Aliston did not stay to look; and Simon pressed the trigger of his own gun for the first time.
The hammer clicked on a faulty cartridge.
The Saint's smile brightened recklessly. He dropped the automatic and gripped the body of the servant with both hands. He was at the head of the stairs now; and halfway down, Aliston in his headlong flight had become entangled with Graner, who was halfway up. They were clutching each other in a frantic effort to regain their balance; and Simon lifted his burden well off the ground.
"After all, it's your breakfast, boys," he said, and hurled his human cannonball downwards at them.
Then he hitched himself on to the banisters and slid downwards himself after the flailing welter of arms and legs and bodies. It seemed to him that he heard another shot, further away than it should have been to have come from Graner's gun, but in the excitement he scarcely noticed it. He reached the ground level just after the tumbling tangle of humanity hit it with a corporate thud, and he seized Graner by the scruff of the neck and lifted him out of the mess like a kitten. The Saint's smile glinted like sunshine before Graner's blazing eyes.
"You slapped me once," said the Saint reminiscently.
He slapped Graner on the left cheek, then on the right; and then he drew back his fist and punched him on the nose. He thought that he heard the bone splinter, and the jar of the blow ran exquisitely up his arm.
Graner reeled back as if he had been flung from a catapult, until he smacked into the opposite wall and slithered downwards. The Saint sprang after him joyfully; and as he did. so Aliston's hand grabbed at his ankle.
Simon's arms windmilled desperately, but the impetus of his own leap was too great. He went over in a heap, bruising his shoulder agonisingly as he fell, and kicked out furiously to free himself. But Aliston's hand kept its grip with the strength of a drowning man. Simon rolled over, with his other heel scraping savagely at Aliston's knuckles; but against the far wall, well beyond his reach, he saw Graner lifting his gun again.

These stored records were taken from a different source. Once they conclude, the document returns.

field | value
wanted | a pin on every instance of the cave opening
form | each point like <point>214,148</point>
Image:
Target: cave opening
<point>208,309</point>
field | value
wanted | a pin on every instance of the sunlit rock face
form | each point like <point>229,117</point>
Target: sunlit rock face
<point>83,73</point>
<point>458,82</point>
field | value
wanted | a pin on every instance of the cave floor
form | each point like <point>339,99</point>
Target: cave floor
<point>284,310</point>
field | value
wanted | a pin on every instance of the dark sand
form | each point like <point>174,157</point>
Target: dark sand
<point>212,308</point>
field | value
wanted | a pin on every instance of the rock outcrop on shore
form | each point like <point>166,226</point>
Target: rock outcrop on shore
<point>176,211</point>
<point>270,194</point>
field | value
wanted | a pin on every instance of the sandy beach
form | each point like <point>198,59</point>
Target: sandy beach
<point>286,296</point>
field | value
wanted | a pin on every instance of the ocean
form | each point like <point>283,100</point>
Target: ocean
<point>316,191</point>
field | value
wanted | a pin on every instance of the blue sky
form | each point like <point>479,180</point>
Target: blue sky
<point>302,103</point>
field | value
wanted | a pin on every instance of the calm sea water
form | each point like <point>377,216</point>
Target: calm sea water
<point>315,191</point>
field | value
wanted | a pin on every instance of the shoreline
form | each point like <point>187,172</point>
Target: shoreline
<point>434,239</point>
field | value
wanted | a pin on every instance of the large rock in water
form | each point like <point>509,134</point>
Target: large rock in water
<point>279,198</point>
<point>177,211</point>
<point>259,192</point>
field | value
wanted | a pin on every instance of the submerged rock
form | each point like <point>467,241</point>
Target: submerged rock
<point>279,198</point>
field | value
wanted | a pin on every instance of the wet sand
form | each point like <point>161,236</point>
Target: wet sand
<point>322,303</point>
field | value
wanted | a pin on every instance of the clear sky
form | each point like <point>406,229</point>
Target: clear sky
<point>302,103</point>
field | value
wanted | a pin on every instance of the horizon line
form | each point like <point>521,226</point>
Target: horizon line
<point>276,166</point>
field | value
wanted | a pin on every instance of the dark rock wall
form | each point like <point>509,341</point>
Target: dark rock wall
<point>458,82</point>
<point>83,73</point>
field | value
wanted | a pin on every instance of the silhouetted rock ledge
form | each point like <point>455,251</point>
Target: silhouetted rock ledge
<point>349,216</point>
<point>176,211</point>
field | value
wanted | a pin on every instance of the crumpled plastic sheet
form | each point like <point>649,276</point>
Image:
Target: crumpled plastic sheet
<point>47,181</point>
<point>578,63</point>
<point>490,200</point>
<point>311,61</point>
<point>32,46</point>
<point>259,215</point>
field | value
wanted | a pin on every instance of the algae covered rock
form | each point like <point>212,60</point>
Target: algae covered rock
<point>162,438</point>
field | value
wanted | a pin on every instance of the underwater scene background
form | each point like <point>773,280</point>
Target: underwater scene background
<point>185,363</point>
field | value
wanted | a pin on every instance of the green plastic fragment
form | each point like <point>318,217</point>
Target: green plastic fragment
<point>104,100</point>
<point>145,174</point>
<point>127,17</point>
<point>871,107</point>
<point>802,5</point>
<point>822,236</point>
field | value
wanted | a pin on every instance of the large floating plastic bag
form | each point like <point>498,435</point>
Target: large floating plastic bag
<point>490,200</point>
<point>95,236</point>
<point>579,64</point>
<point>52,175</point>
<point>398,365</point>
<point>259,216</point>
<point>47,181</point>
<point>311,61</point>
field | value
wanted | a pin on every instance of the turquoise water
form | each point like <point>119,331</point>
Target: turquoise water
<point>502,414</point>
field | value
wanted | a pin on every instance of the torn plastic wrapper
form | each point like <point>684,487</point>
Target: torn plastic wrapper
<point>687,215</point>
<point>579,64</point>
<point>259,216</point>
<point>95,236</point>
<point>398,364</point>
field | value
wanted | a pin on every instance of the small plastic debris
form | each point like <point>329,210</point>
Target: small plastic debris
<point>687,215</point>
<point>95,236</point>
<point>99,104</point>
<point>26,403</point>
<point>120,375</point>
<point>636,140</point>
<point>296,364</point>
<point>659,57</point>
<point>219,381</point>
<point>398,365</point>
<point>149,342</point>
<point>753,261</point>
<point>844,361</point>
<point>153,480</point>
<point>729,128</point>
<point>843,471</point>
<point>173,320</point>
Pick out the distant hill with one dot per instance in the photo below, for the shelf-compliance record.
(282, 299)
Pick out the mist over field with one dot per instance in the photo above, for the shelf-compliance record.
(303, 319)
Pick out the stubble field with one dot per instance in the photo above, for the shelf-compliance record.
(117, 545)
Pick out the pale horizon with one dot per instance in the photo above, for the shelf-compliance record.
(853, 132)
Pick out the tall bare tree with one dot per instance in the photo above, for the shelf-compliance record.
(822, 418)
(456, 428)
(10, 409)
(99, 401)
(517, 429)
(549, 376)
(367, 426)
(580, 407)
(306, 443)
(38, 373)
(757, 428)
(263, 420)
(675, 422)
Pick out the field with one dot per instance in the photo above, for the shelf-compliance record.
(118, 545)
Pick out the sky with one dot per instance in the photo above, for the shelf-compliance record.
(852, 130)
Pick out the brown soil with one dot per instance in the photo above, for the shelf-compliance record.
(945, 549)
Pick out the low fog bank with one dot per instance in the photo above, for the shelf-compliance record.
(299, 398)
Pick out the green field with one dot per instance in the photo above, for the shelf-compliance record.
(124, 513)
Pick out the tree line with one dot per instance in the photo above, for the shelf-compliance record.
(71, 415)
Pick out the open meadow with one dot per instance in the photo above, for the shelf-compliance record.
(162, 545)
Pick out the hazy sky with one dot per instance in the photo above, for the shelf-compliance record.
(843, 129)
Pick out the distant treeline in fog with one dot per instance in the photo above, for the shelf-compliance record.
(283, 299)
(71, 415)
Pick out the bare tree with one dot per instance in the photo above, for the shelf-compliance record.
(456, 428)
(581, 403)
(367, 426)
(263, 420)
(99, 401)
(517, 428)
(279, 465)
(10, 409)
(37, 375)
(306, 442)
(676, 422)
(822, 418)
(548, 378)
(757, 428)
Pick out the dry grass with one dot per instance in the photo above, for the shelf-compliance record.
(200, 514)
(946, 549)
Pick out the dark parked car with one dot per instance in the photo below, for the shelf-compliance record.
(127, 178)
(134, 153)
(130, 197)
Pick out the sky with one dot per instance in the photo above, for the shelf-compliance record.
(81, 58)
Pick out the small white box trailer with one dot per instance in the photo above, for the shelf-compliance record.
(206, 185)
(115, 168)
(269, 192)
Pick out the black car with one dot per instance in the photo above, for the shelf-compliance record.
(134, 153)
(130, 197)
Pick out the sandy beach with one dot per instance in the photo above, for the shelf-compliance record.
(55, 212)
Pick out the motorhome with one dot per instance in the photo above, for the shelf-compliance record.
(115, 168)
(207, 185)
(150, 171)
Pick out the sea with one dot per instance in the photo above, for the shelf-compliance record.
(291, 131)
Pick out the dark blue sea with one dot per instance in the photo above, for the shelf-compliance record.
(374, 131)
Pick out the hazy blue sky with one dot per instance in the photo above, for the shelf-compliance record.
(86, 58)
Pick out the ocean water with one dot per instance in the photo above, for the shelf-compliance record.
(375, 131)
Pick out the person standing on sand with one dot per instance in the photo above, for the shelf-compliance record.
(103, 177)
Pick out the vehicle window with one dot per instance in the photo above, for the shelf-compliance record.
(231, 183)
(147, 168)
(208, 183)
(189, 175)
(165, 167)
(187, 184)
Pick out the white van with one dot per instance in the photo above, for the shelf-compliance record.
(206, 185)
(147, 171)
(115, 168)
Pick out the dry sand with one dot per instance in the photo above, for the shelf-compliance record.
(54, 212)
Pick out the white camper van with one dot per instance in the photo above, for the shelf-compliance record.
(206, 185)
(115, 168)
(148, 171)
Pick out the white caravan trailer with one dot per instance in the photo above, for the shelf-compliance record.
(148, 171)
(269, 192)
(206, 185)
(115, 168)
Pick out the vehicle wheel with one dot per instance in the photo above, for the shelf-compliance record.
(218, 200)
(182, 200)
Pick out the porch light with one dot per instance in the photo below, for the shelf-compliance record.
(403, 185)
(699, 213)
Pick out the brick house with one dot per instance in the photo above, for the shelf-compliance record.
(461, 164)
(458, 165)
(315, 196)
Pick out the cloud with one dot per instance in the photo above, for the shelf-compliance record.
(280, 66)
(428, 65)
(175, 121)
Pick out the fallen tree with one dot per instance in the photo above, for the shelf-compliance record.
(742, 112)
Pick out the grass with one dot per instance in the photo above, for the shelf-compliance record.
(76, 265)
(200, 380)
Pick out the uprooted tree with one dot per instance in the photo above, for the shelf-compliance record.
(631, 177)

The blood from Graner's flattened nose streamed down over his long upper lip and painted crimson into the thin lips drawn back snarling from his teeth. Simon Templar saw death reaching out for him, and smiled at it with all his old sardonic mockery. It had still been a grand last fight. . . .
Crack! . . . Crack!
He felt nothing, nothing at all, no pain, not even the impact of the bullets. He was aware of no change in himself, and his thoughts went on uninterrupted. The only difference was that the clutch on his ankle seemed to have gone-but that was probably because his soul could not feel such material things. It occurred to him that if death was like that, it was a very simple process.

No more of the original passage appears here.